To make a TBV more more attractive, then, epidemiologists do not plan to administer it by itself. Rather, it would be given along with a traditional immunity-conferring vaccine. "Not a single person thinks that you should give a transmission-blocking vaccine alone," says Dinglasan. "You'd give it in combination."

This would also help the vaccine get past regulators at agencies like the FDA. Medications are approved based on an "indication," a medical problem or risk suffered by an individual. If a TBV were not part of a combination vaccine, this "indication" would be hard to define. Of course, the traditional vaccine that would make the TBV acceptable doesn't exist yet either, but progress is being made on that front. Right now, for example, PATH MVI is testing a vaccine called RTSS, which reduced risk of infection for one strain of the disease at least 50% in late-stage clinical trials for 16,000 infants in Africa — not perfect, but still useful in places where 25% of infant deaths are caused by malaria.

It's Dinglasan's TBV, though, that's really sparking the excitement in the field. One reason is its robustness. The vaccine so far works against the major types of malaria and all species of mosquitoes tested — critical if the disease is going to be not just controlled but snuffed out entirely. "We're working towards eventual eradication," explains Dr. Ashley Birkett, director of preclinical research and development at PATH MVI. "It requires a long-term vision, and we really think a vaccine that can block transmission from one person to another is going to be a critical tool."

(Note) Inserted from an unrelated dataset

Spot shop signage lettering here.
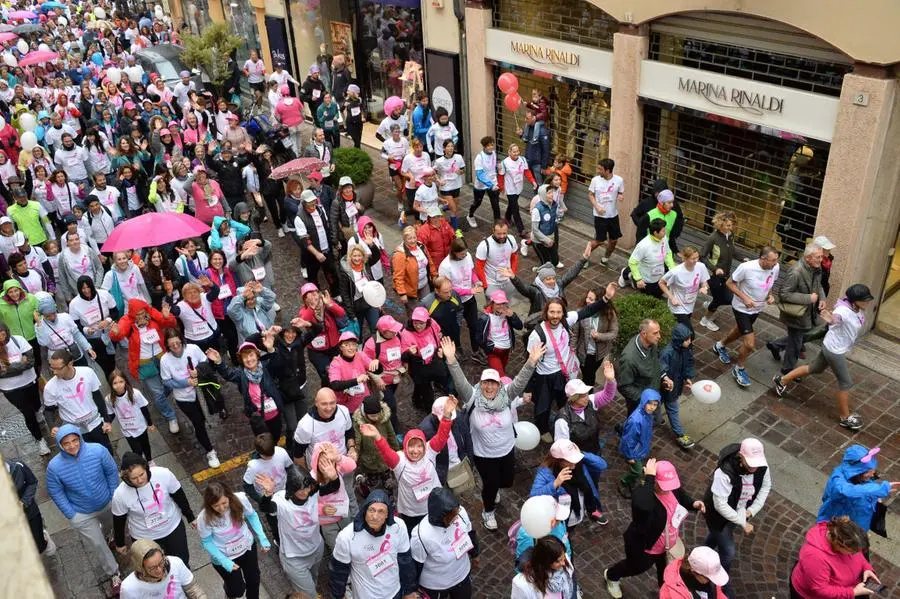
[678,77,784,116]
[510,40,581,67]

Not only would malaria eradication save millions of lives, it would also free up many countries from the crushing costs of dealing with the disease — costs that make economic growth impossible. The American economy, when it is not in recession, has typically grown about 3% per year since the 1970s. Countries with malaria, by contrast, lose 1.3% of that potential growth — nearly half — just to the consequences of the disease, according to a study by leading global economist Jeffrey Sachs. "It's like a huge tax on economic growth," says Hall.

Dinglasan — who comes from the Philippines, where some islands are still affected by malaria — sees things in a more basic way. Malaria, he says, is "a dark cloud. We're talking about the deaths of small children. They can't get past the age of 5. I don't know if you can measure the full impact of that." You can't. Nor can you measure the sense of global relief when that kind of suffering is over for good.